Universidades em foco




Antônio Carlos Medeiros
é administrador e cientista político

As universidades voltaram ao foco da agenda nacional, logo depois que as federais terminaram, em dezembro de 2005, a maior greve da história da categoria dos professores universitários. E, também, depois que veio à público o problema da crise financeira da PUC de São Paulo.

Gabriel Cohn está correto em afirmar que o debate sobre o lugar que as instituições de Ensino Superior, públicas e privadas, devem ocupar na sociedade brasileira, tornou-se inadiável. Com efeito, o essencial é que "a universidade ainda não logrou ser vista pelo conjunto da sociedade como algo seu, como uma instituição da sociedade" (Folha de São Paulo, 22/01/06).

Vem daí o problema do aumento do domínio das universidades privadas no ranking nacional e a queda, em geral, da qualidade do ensino, da pesquisa e da extensão nas universidades. Com as tradicionais exceções que confirmam a regra.

Queda da qualidade em várias dimensões. Qualidade científica no sentido estrito. Qualidade como relevância e aplicabilidade. E qualidade como impacto na própria educação. Tanto que, nos últimos anos, verifica-se que o país avançou no ensino fundamental e no ensino médio. Mas o mesmo não se pode falar do ensino superior.

Tudo isto, quero repetir mais um vez, tem a ver com a questão da centralidade do professor na educação, bem como com a questão do financiamento do ensino superior e com a questão da autonomia e da avaliação das universidades.

A questão central, mesmo, é a da valorização social e profissional do professor. É ele o centro do processo educacional e sempre será, por mais que se avance em termos de tecnologia da informação. Entretanto, desde a década de 80 do século passado, o professor perdeu importância social. E passou a ganhar muito mal.

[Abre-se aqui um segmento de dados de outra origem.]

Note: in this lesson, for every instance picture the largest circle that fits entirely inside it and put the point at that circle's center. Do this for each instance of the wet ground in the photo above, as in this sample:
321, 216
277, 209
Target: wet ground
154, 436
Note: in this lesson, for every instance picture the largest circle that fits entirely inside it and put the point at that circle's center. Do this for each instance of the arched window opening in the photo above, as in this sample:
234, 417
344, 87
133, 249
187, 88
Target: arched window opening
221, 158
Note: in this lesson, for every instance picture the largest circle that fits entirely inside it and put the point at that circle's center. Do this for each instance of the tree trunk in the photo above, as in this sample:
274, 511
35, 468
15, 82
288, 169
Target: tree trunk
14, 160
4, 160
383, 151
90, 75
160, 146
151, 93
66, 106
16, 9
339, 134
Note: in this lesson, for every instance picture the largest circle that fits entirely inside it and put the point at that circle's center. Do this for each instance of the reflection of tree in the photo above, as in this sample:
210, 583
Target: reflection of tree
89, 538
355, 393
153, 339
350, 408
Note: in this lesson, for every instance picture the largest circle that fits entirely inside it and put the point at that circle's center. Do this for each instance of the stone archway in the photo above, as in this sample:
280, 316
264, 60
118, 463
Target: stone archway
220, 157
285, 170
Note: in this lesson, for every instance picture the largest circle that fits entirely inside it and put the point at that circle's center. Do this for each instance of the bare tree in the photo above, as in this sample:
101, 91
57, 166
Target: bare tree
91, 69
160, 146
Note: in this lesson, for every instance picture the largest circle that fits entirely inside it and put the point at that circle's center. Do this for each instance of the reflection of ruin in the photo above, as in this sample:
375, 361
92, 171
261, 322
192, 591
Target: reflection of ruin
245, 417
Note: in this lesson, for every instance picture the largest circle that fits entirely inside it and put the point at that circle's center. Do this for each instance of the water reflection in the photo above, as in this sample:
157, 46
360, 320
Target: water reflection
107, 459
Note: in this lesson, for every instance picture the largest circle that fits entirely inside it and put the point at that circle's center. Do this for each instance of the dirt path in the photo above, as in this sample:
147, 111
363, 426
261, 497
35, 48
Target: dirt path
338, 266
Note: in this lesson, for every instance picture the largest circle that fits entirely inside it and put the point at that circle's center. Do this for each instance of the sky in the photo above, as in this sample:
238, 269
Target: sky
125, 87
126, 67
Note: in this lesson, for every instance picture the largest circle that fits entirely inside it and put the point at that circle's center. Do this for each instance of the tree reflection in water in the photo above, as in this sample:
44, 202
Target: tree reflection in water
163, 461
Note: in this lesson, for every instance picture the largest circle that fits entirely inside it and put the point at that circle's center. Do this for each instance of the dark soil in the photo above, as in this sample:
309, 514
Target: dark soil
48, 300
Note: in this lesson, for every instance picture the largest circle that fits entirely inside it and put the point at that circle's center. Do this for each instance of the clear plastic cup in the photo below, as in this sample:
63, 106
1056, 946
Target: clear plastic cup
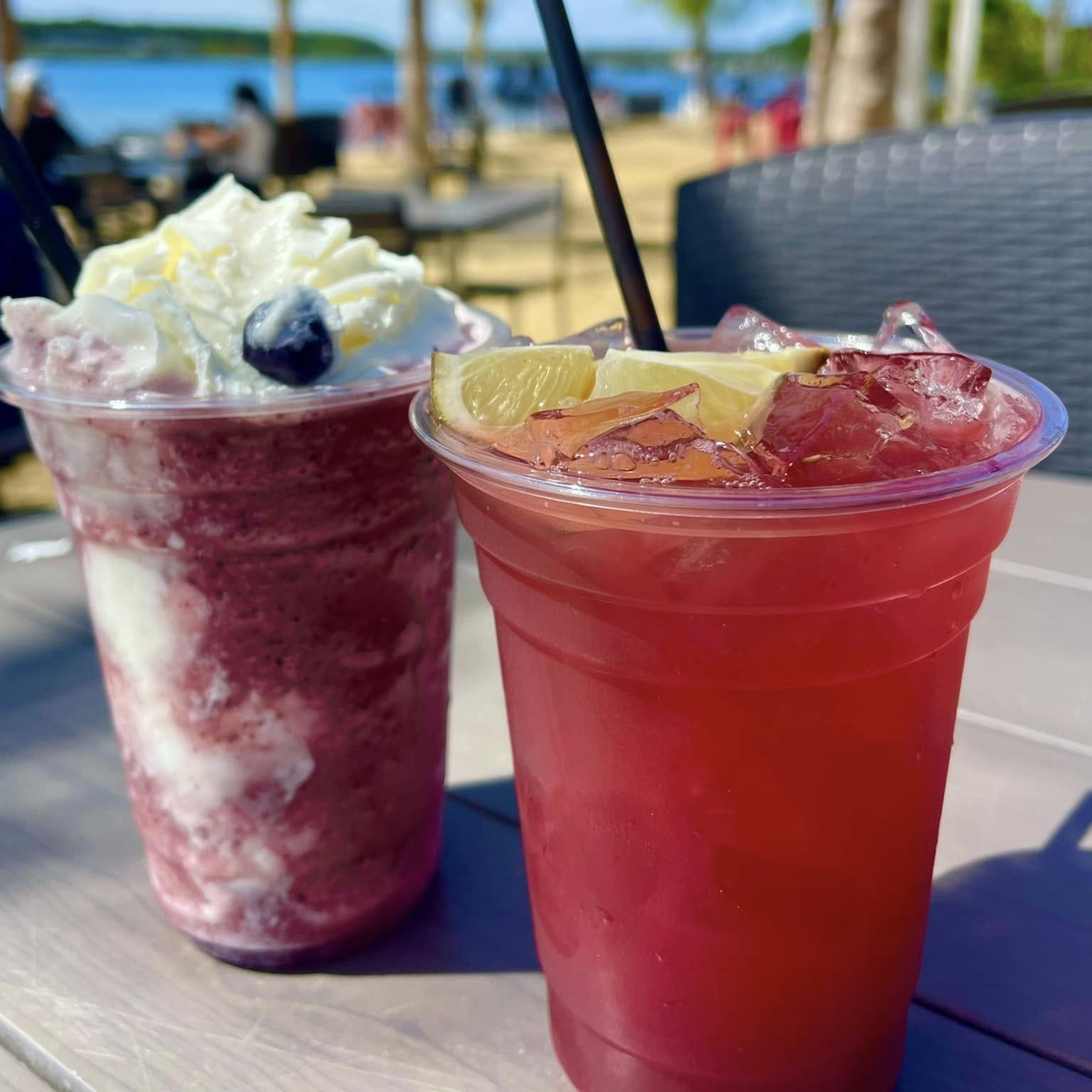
270, 586
731, 715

Esta é a questão central. Mas é também central a questão do modelo de gestão das universidades. Este modelo ainda conserva as suas origens no modelo da França napoleônica, ou seja, o modelo único (no sentido de que todas elas devem englobar o " universo" do conhecimento). Além disto, é um modelo baseado fundamentalmente na idéia da especialização do conhecimento e da fragmentação do saber, traços da chamada Era Moderna, que se esgotou no último quartel do Século XX.

Com isto, como tem provocado Marilena Chauí de forma instigante, a universidade brasileira vai formando incompetentes sociais e políticos (outra vez, com as exceções de sempre).

O corolário desta situação , nas universidades, é que o Poder, nelas, é resultante de uma correlação de forças com três segmentos principais: o poder burocrático; o poder sindical, e o poder acadêmico. Com o poder dominante sendo o poder burocrático - que, por definição, é um poder conservador e defensor do "status quo" .

Por tudo isto, é realmente inadiável o debate da questão da qualidade política da nossa universidade. Vale dizer, a sua importância como instituição da sociedade, a sua relevância no contexto social.

Neste contexto, o debate sobre o modelo de universidade deve ser aprofundado, em prol da diversidade e não do modelo único.

Também deve ser encarado o debate sobre o financiamento das universidades públicas. Hoje, no Brasil, os pobres pagam pela educação dos ricos e da classe média, mesmo com a criação dos sistemas de cotas. Como bem afirmou Gláucio Ary Dillon Soares, o setor público não tira dinheiro do ar e os brasileiros têm uma visão até mística do Estado, ao defenderem radicalmente a idéia de que a universidade tem que ser pública, gratuita e de qualidade. Se um gasto é criado, alguém tem que pagar por ele (Folha de São Paulo, 22/01/06).

Depois de inúmeras greves, nos últimos 25 anos, nas universidades públicas, e da crescente crise da própria universidade privada (como é o caso da tradicional PUC de São Paulo), está na hora de mudar rumos, ajustar percepções e virar a página das verdades absolutas. Não é hora para "donos da verdade". Neste debate, precisa-se um pouco dos iconoclastas.